At work we can measure dust measured in micrograms using a TEOM short for tapered element oscillating microbalance.
Dust is deposited onto a tiny filter at the end of a hollow glass tube. The tube is forced to vibrate using a small electromagnet. It has a natural frequency that it will vibrate at and the machine tries to keep it at that frequency.
As the dust level increases on the filter the frequency or tone of the tube changes much like a piano tuning fork, except this tuning fork is getting heavier.
The more mass on the end of the tuning fork the lower the frequency it will vibrate. From the change in frequency over time the weight of the dust can be calculated.
This is a somewhat simplified version what actually happens in the machine, one of the interesting things is that you can use this method in zero gravity or in microgravity such as onboard the ISS.
When measuring incredibly tiny things, we use balances to find the mass. Modern day balances use magnetic force restoration. First you zero the balance. This tells the balance where the plate is without any additional mass added. You put your item you’re measuring on the plate. The balance then calculates how much mass would be required to return the plate to its original position using electromagnets. This allows us to measure very minute displacements of the plate. Meaning we can measure very tiny amounts of things 🙂
Besides the well known method of using strain gauges there is also the method called EMFR (Electro Magnetic Force Restoration) which is especially used in analytical scales to weigh really tiny amounts of material. Basically this method consists of a lever arm on which the item is placed and consequently deflects the lever arm. Then the current flowing through a coil is controlled very delicately to restore the equilibrium of the lever arm. The amount of current is used to deduce the weight. The design of an EMFR weigh cell is really ingenious when you see it the first time.

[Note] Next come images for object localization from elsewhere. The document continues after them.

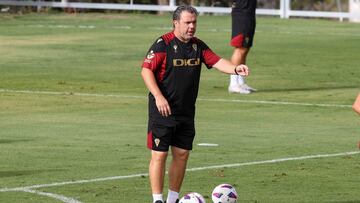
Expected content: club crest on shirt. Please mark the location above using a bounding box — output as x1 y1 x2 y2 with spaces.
147 50 155 59
144 50 155 63
192 44 197 51
173 45 178 53
154 138 160 147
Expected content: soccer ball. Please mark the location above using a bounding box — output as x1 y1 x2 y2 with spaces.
211 184 238 203
179 192 206 203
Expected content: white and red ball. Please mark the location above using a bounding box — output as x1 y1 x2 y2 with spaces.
211 183 238 203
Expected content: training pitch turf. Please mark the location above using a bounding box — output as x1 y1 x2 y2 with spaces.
0 12 359 203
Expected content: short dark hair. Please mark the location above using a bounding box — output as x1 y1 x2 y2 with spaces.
172 5 198 21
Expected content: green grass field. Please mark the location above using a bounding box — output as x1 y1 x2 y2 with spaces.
0 12 360 203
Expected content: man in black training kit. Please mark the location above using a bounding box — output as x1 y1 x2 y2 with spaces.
141 5 250 203
228 0 257 94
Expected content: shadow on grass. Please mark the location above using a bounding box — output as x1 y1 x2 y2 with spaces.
0 139 33 144
0 169 66 178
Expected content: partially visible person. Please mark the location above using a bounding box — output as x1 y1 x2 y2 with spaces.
353 93 360 115
141 5 250 203
228 0 257 94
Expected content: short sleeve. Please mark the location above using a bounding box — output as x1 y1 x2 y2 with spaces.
142 38 166 72
199 40 221 69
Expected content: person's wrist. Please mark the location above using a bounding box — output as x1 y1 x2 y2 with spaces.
153 93 162 99
234 66 239 75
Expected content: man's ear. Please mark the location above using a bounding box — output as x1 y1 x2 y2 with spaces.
173 20 178 27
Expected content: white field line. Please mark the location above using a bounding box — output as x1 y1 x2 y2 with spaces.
20 189 82 203
0 173 149 192
186 151 360 172
0 89 352 108
0 151 359 193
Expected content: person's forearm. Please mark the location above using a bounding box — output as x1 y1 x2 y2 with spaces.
141 68 171 117
213 58 249 76
213 58 237 74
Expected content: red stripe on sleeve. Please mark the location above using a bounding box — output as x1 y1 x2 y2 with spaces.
202 49 221 67
142 52 166 72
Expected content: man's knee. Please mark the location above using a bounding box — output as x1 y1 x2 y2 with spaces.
234 47 250 56
151 150 168 163
171 147 190 162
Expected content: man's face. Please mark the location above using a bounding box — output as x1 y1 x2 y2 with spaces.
173 11 197 42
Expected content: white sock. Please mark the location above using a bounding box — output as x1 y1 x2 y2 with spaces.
237 75 245 85
153 193 163 203
166 189 179 203
229 75 239 87
230 75 245 87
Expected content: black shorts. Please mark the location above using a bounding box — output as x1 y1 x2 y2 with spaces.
231 0 257 48
147 117 195 152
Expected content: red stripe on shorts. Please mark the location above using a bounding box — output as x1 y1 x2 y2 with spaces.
230 34 244 48
147 131 153 149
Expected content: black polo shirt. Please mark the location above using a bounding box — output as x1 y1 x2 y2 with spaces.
142 32 221 121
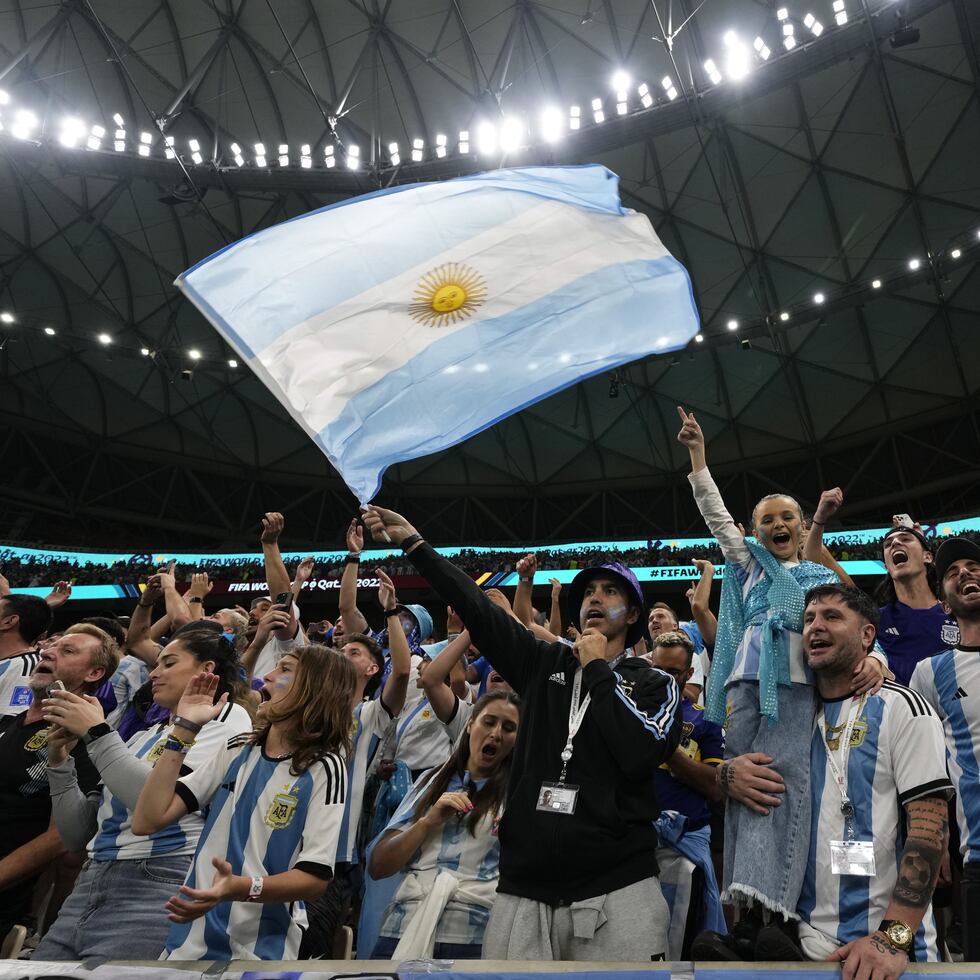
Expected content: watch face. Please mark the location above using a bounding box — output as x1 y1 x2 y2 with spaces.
886 923 913 948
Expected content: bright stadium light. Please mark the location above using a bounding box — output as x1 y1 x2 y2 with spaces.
784 24 797 49
324 144 335 168
592 97 605 123
112 112 124 127
278 143 289 166
723 31 752 80
140 347 150 356
777 7 789 19
833 0 848 25
779 311 790 321
951 248 962 259
803 12 824 36
12 109 38 140
435 133 447 158
0 312 14 324
871 278 882 289
499 117 524 152
59 116 86 147
908 258 921 270
411 137 424 162
569 105 581 130
254 142 266 167
87 124 105 150
114 128 126 152
300 143 312 168
44 326 56 336
388 141 400 166
0 90 8 105
610 70 631 92
727 319 739 331
228 359 238 368
477 120 497 155
814 292 825 304
164 135 176 159
704 59 723 85
638 83 653 108
97 332 112 345
188 349 201 360
138 130 152 156
458 130 470 153
661 76 678 101
189 138 203 164
753 36 771 60
346 144 360 169
540 106 564 142
694 333 704 343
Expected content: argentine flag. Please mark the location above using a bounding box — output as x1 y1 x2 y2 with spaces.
176 165 700 501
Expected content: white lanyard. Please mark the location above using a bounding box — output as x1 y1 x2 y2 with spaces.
558 652 628 783
818 693 867 836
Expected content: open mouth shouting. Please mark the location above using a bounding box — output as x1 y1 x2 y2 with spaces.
772 531 792 547
890 548 909 567
583 607 606 628
961 581 980 598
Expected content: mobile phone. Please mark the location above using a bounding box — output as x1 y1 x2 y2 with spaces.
166 559 177 575
46 679 66 698
274 592 291 607
893 514 914 529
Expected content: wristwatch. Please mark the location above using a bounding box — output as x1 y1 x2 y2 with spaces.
878 919 914 952
82 722 112 745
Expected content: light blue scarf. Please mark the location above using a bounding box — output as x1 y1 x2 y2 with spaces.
705 540 837 727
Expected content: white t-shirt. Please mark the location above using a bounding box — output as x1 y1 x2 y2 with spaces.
0 652 41 716
797 682 952 961
392 656 452 772
251 613 307 680
165 735 346 961
90 702 252 860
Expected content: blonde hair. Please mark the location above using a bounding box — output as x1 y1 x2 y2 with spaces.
64 623 120 685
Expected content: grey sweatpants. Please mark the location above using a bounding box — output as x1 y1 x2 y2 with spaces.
482 875 669 961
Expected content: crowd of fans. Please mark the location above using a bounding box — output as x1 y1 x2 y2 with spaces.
0 531 971 590
0 408 979 974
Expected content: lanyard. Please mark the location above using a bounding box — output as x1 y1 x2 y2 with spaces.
818 693 867 838
558 652 629 783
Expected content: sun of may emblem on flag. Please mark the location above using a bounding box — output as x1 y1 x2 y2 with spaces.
408 262 487 327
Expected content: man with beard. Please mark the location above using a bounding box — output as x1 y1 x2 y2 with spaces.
878 525 958 684
910 537 980 960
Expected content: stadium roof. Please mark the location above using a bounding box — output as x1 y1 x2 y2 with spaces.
0 0 979 551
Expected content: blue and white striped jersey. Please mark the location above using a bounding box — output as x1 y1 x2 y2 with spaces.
165 735 346 961
798 682 952 961
910 645 980 862
90 702 252 860
106 655 149 729
0 652 42 716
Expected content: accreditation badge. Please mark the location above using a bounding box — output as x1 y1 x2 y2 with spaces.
264 787 299 829
830 840 876 877
536 781 579 815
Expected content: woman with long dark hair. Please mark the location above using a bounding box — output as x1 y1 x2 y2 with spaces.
132 643 355 961
368 690 521 960
37 627 253 960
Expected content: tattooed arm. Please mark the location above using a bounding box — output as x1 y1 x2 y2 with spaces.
828 795 948 980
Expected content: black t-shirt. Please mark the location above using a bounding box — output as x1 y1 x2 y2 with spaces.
0 712 100 921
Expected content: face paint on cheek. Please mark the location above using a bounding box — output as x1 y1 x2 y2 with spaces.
606 605 628 621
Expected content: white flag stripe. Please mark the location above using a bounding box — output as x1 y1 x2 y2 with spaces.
251 203 668 434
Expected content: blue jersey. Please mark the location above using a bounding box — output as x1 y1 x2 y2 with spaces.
910 646 980 862
798 683 951 961
878 601 959 685
654 699 724 829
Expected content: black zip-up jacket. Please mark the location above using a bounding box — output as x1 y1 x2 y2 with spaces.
409 542 682 905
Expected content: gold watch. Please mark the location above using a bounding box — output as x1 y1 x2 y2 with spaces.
878 919 914 953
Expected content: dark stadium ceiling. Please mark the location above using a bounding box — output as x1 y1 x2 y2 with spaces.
0 0 979 551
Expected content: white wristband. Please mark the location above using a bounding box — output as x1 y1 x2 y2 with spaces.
246 875 264 902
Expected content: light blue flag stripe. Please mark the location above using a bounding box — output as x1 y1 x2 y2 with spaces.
178 165 627 360
316 255 697 500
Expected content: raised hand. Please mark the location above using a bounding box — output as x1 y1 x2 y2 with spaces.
294 556 315 584
173 671 226 728
187 572 212 600
676 405 704 451
41 690 105 737
360 505 419 547
45 581 72 608
45 723 78 767
692 558 715 579
260 512 284 544
256 605 291 642
574 629 608 666
377 568 397 611
0 569 9 597
813 487 844 525
516 553 538 581
446 606 464 635
485 588 514 615
549 577 562 599
345 518 364 555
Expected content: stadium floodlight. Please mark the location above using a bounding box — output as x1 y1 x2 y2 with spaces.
704 59 722 85
44 326 56 336
112 113 124 127
59 116 86 147
569 105 581 130
777 7 789 19
97 332 112 345
138 143 150 157
189 139 201 152
228 359 238 368
114 129 126 152
254 142 267 167
753 36 771 59
727 319 739 331
300 144 312 168
694 333 704 343
458 130 470 153
638 83 653 108
388 141 400 166
140 131 153 144
324 144 336 168
661 76 678 101
499 117 524 153
908 258 921 270
435 133 447 158
412 137 424 162
164 135 176 159
616 91 628 115
230 142 244 166
779 311 790 321
477 120 497 155
784 24 797 49
346 144 360 169
951 248 962 259
813 292 825 304
540 106 564 142
12 109 38 140
833 0 848 25
140 347 150 356
871 278 882 289
723 31 752 80
0 312 14 324
610 70 631 91
188 349 201 360
591 97 605 123
86 124 104 150
803 13 824 36
0 89 8 105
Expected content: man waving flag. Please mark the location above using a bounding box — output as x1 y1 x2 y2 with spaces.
176 165 700 502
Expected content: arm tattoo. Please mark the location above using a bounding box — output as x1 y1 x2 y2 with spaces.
870 934 903 956
894 798 949 908
717 761 735 797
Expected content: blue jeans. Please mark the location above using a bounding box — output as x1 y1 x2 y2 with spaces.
36 855 191 960
722 680 815 919
372 935 482 959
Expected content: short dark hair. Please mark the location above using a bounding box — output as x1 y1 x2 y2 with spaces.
649 601 679 625
81 616 126 648
343 632 385 697
1 594 53 644
804 583 880 627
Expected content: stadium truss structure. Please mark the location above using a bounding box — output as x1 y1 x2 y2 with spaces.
0 0 979 551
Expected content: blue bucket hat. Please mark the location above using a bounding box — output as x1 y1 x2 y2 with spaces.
397 603 433 643
567 562 646 649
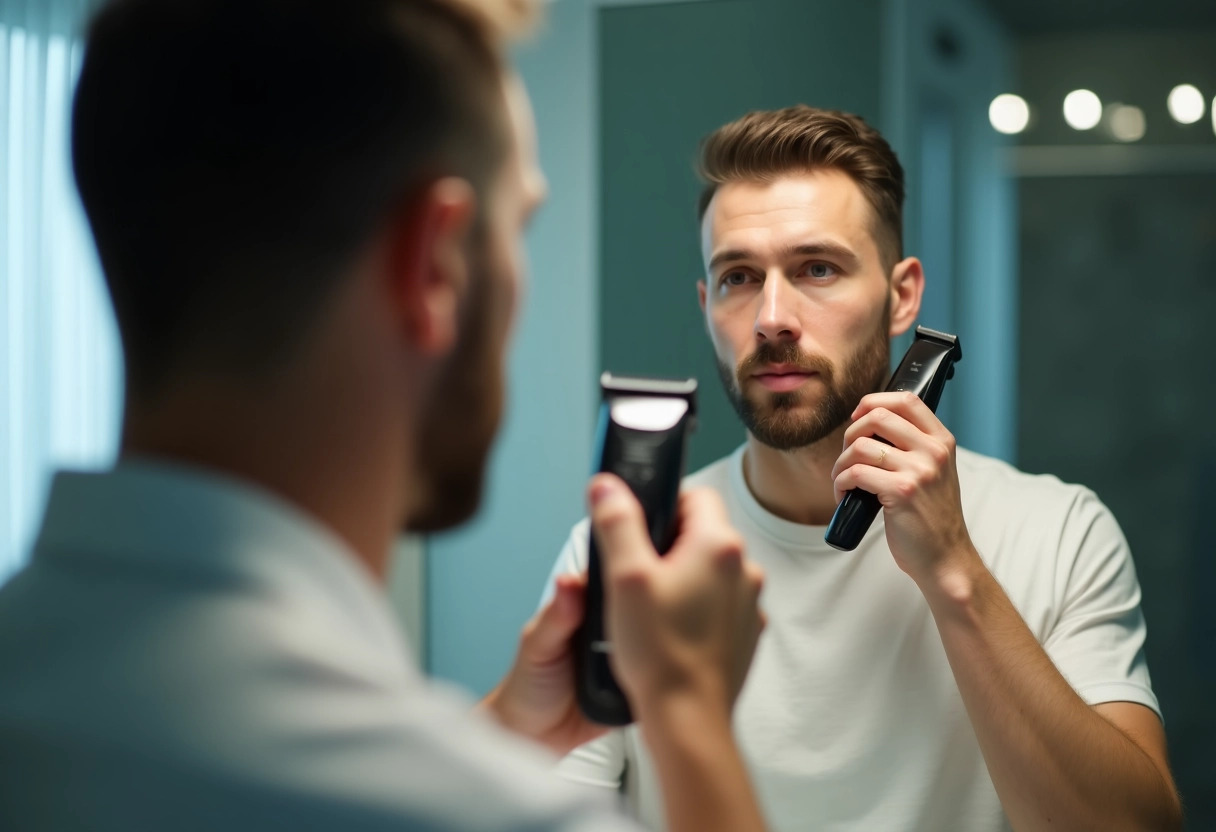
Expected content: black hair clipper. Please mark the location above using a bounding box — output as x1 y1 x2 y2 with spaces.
574 373 698 726
824 326 963 551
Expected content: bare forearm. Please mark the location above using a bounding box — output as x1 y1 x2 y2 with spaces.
638 694 766 832
922 554 1181 831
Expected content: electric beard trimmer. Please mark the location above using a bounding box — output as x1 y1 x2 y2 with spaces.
824 326 963 551
574 373 697 726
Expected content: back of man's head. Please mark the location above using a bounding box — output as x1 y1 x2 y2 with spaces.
73 0 523 399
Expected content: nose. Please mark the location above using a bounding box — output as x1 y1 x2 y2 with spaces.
754 273 801 343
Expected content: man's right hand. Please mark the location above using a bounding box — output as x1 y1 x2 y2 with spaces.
587 474 765 727
587 474 768 832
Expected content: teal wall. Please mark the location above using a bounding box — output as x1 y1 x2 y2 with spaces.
598 0 885 472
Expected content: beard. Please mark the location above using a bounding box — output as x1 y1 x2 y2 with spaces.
717 303 892 452
405 237 508 533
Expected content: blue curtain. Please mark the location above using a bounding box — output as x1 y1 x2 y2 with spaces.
0 0 120 582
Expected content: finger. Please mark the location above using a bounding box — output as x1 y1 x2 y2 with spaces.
745 560 766 606
833 463 907 507
736 564 767 690
553 572 586 621
521 575 586 663
853 391 947 438
670 488 729 557
675 487 731 534
831 435 908 481
842 406 924 453
670 488 740 569
588 473 656 581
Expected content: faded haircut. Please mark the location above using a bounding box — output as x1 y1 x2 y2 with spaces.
697 105 905 272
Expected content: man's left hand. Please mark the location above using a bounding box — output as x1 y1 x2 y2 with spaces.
831 391 978 583
479 572 607 757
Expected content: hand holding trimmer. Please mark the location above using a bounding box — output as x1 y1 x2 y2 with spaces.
574 373 697 726
824 326 963 551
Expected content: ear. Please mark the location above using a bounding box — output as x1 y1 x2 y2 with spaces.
697 279 708 312
888 256 924 338
386 177 477 356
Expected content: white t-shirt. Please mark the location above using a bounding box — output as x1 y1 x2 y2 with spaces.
547 445 1159 832
0 462 636 832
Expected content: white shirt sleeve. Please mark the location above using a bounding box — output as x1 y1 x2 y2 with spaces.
1042 488 1161 718
556 730 630 792
542 520 630 795
541 519 592 604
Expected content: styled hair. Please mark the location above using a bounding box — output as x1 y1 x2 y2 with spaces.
697 105 905 271
73 0 530 397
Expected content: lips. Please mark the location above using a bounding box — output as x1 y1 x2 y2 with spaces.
751 365 816 393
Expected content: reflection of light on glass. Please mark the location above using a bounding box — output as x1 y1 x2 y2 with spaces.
1167 84 1205 124
1063 89 1102 130
988 94 1030 134
1110 105 1146 142
1212 97 1216 136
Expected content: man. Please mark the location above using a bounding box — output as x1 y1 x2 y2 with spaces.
0 1 767 830
549 106 1183 831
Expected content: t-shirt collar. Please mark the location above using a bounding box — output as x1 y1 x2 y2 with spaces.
726 442 883 553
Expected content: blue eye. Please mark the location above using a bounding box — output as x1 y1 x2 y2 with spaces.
722 271 750 287
804 263 836 279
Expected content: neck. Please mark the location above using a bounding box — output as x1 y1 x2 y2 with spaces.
121 350 413 584
742 429 847 526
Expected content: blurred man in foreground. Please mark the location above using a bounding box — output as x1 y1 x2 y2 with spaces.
0 2 766 830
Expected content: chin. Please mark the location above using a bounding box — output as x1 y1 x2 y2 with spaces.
404 471 486 534
747 387 808 414
405 428 495 534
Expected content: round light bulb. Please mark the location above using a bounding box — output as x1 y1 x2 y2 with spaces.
1063 89 1103 130
989 94 1030 135
1109 105 1146 142
1167 84 1205 125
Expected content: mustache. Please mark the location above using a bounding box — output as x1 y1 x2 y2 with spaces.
737 341 835 382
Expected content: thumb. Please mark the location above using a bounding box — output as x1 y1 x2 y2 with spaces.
588 473 656 581
520 573 585 663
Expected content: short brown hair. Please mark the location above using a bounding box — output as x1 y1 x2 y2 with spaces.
74 0 532 399
697 105 905 271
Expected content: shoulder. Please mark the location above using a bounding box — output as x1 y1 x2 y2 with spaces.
1 590 621 828
955 448 1130 605
955 446 1103 525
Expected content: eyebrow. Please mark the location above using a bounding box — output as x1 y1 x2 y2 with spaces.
707 242 861 275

All the other answers are great; they describe practical scales that measure in the sub milligrams. But to give you something even deeper, some specialized scales can actually go to higher resolutions, measuring picograms, and more recently down to the yoctogram resolution (10^(-24) grams) which is basically the mass of a single proton.
They essentially work using a very basic law in physics. They have an oscillating beam (for the yg range, they use nanotubes for beams). Without getting too much into detail, if something is oscillating, it has a given natural frequency (a rate at which if you move it at, it will produce maximum deflection or amplitude). When you apply a force, no matter how tiny, to this oscillating structure, its natural frequency will change. This sounds insane to measure but it’s not, because measuring frequency is like counting, and we have very advanced technology for this (think atomic force microscopy). So now, if you put a mass on this oscillating beam, and you measure how much it’s natural frequency changed, you can calculate the mass of the object you added. This actually measures the inertial mass, but let’s not get into that.
Of course scales in your everyday scientific lab or kitchen or gold shop don’t use this technique, they use what other comments mentioned like magnetic methods.
Edit: English
In the kitchen… Scales use sensors that change when pressure is applied: **Piezoelectric** Effect is the ability of certain materials to generate an electric charge in response to applied mechanical stress. The word **Piezoelectric** is derived from the Greek piezein, which means to squeeze or press, and piezo, which is Greek for “push”.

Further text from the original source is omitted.